С миссией в ад - стр. 7

– Да что там, запомню, – угрюмо пробурчит дознаватель и, тем не менее, повторяет.

   Причём, дважды. Уж очень не обычны были слова эти.

– Знай, брат, лишь услышав эту фразу, она поверит тебе. Иначе… Умрет, но…

– Джорди, а Часовщик, кто он?

– Долго объяснять… В общем, один наш с Антонией знакомый.

– Джорди, с чего ты взял, что тебе не сделают послабки? И не отпустят с миром? – спросил дознаватель.

– Когда в их руках окажутся мои дневники, они захотят меня стереть с лица земли.

– Что в них?

– Сплошное святотатство, – усмехнулся он и твёрдо добавил:

– По их разумению.

– Ты богоотступник, брат… – с ужасом выдавливает Джузеппе.

– Нет, конечно. Я верую и знаю – Он есть. Чем больше наблюдаешь жизнь и чем больше знаешь, тем больше веруешь в могучую силу небес. Тем больше чувствуешь себя невежественным, беспомощным ничтожеством… Я не верю только, в выдуманного ими, церковного бога.

– Джорди, ты был самым умным из нас. Помнишь, что говорила тебе моя матушка Альфонсина? «Либо ты станешь понтификом, либо…»

– Либо сойду с ума! – перебил дознавателя Ноланец. – У Альфонсины всегда жил царь в голове. Я, как видишь, не стал первосвященником. И, слава Богу! Но я и не спятил… А тебе твоя матушка напророчила точно. Помнишь?…

   Джузеппе, очевидно, замотал головой.

– Ну как же?! Тебе ребята пожаловались на Пьетро Манарди и ты чуть до смерти не забил его.

– Он обворовал семью Тони. Он у всех крал… Пьетро был старше нас. Выше всех на целую голову. Я помню, как свалил Пьетро с ног, а потом мне помогли связать его. Я устроил ему суд. Это я помню. А чтобы мать мне что-то предсказывала – не припоминаю.

– Вот те, на! – искренне возмутился Ноланец. – Она назвала тебя «сиракузским бычком» и говорила: «Не суди, сынок, да не судим будешь». А ты все талдычил, что поступил по справедливости.

– Правильно! – подтвердил Джузеппе.

– Вот-вот!… И тогда она махнула рукой, обернулась ко мне и сказала: «Помяните, люди, слова мои. Из этого сиракузского бычка вырастет Его Величество король эшафота»…

– Врешь ты, Джорди… – вяло отнекивался дознаватель, а затем с воодушевлением проговорил:

– Зато ты был ленивым.
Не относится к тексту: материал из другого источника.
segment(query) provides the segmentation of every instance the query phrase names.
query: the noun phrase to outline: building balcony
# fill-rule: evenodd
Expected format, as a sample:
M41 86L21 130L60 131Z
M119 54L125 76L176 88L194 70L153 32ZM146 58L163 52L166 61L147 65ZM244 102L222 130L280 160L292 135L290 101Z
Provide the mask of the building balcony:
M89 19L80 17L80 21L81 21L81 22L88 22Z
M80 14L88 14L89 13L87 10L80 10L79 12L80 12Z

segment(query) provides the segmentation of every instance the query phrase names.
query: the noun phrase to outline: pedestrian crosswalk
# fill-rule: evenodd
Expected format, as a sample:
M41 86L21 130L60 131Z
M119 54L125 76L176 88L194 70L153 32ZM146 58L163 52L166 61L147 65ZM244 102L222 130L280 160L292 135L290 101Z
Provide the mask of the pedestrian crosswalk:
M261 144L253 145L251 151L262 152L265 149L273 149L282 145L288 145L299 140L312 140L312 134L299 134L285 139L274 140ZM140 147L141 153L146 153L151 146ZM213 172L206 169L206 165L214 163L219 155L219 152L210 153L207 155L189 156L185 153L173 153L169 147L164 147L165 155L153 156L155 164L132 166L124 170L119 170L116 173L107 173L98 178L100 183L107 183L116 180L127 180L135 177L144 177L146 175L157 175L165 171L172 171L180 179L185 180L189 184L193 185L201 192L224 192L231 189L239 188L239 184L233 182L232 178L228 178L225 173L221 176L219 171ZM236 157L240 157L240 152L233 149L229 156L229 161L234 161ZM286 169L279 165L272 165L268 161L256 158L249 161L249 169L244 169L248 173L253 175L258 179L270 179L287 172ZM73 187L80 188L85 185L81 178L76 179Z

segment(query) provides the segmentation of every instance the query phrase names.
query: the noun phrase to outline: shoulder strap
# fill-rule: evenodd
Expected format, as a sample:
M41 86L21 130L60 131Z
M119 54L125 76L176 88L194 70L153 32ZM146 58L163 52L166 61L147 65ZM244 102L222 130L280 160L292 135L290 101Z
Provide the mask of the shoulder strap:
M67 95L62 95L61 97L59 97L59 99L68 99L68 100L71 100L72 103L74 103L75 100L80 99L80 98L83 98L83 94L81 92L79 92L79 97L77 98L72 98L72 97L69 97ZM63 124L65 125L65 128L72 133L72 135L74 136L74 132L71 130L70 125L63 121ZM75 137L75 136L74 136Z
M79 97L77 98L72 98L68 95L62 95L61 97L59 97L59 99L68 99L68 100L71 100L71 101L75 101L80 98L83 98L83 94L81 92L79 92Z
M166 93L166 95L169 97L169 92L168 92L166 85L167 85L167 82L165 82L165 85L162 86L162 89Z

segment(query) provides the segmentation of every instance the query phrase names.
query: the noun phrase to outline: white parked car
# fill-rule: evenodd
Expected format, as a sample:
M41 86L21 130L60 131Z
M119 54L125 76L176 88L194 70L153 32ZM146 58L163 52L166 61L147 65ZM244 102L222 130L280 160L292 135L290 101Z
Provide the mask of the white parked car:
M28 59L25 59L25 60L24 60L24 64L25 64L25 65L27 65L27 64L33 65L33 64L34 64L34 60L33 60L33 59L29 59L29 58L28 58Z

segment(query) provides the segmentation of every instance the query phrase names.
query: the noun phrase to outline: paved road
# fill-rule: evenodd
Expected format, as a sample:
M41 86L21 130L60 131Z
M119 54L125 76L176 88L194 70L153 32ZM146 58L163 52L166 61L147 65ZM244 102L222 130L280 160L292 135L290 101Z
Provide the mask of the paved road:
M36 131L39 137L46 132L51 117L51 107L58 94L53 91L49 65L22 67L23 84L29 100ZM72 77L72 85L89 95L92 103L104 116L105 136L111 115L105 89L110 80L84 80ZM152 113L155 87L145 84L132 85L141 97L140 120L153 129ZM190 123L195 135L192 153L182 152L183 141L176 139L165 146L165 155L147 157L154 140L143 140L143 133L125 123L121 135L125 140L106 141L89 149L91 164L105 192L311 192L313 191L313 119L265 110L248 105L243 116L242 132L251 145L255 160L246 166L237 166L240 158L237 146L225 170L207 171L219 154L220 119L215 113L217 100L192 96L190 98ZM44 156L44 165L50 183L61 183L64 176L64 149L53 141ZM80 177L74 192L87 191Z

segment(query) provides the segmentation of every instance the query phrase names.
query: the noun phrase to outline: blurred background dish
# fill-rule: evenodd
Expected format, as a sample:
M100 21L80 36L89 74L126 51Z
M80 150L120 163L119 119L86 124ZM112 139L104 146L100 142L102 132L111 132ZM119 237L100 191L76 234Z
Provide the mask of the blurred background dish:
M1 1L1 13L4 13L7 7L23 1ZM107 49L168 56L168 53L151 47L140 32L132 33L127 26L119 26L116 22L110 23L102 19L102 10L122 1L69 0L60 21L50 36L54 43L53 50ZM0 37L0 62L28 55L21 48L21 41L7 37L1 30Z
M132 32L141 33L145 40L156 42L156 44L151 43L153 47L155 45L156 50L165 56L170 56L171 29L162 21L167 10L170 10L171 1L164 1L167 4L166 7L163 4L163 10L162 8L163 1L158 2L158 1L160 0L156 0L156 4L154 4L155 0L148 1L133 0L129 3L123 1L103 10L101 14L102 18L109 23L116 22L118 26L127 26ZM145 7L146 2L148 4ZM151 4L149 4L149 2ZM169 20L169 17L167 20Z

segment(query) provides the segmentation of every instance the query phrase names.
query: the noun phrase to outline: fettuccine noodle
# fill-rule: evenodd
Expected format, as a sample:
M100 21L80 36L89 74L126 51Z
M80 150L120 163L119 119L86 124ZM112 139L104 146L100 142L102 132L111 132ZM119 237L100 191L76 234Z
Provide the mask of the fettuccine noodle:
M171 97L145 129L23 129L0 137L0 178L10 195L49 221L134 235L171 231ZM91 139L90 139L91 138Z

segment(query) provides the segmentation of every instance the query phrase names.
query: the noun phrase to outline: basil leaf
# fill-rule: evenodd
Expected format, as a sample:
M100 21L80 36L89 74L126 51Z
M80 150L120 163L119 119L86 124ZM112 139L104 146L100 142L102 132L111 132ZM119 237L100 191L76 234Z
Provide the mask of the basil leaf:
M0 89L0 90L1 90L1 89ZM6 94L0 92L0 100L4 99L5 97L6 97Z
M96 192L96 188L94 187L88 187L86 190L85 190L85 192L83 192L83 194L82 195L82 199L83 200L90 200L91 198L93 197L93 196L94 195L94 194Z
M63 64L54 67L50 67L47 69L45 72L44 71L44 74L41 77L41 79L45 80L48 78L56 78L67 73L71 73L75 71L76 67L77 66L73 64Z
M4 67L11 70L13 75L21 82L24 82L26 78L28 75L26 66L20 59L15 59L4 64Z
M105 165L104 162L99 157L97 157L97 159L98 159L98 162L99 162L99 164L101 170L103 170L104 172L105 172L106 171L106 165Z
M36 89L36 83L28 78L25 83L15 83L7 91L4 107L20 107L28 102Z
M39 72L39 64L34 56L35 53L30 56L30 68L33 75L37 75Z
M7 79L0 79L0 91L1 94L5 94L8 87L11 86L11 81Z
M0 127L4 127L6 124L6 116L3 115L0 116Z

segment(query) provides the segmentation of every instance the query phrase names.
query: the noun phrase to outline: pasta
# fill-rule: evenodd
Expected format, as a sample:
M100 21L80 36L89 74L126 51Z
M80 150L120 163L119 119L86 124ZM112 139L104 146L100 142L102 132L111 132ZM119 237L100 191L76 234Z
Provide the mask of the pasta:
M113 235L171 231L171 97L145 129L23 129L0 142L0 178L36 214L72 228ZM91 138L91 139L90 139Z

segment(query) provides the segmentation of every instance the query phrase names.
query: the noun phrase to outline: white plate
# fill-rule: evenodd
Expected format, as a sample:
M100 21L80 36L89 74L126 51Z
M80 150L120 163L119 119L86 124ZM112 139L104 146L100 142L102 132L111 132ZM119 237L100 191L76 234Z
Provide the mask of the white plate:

Всегда отлынивал от работы.

– Я зачитывался книгами…

– Ха! Ха ! – выкрикнул он. – За лень твою она тебя называла «азиатским мулом».

– А она тебя била моими портками! – ввернул Ноланец.

   Там, наверху, два взрослых человека, один ученый муж и узник, а другой известный в христианском мире заплечных дел мастер и тюремщик первого, забыв обо всем на свете, вспоминали свое детство. Они впали в ребячество. Подтрунивали друг над другом. Беззлобно обзывались. Смеялись. Толкались…

   «Люди, – думал нотарий, – будь они и преклонных лет – всегда люди».

   Доменико удивлялся дознавателю. Сумрачный, холодный и тяжелый, как замшелый надгробный камень, Джузеппе звенел, что венецианское стекло – светло и распевно.

   Ноланца Тополино не знал. Видел всего один раз. В той самой же комнатушке, где записывал его беседу с епископом Вазари. Тогда Ноланец, остановив взгляд на нотарии, сказал:

– Лицо твое мне знакомо.

   Сказал и, устало смежив, черные от побоев, веки, кажется, что-то ворошил в своей больной памяти.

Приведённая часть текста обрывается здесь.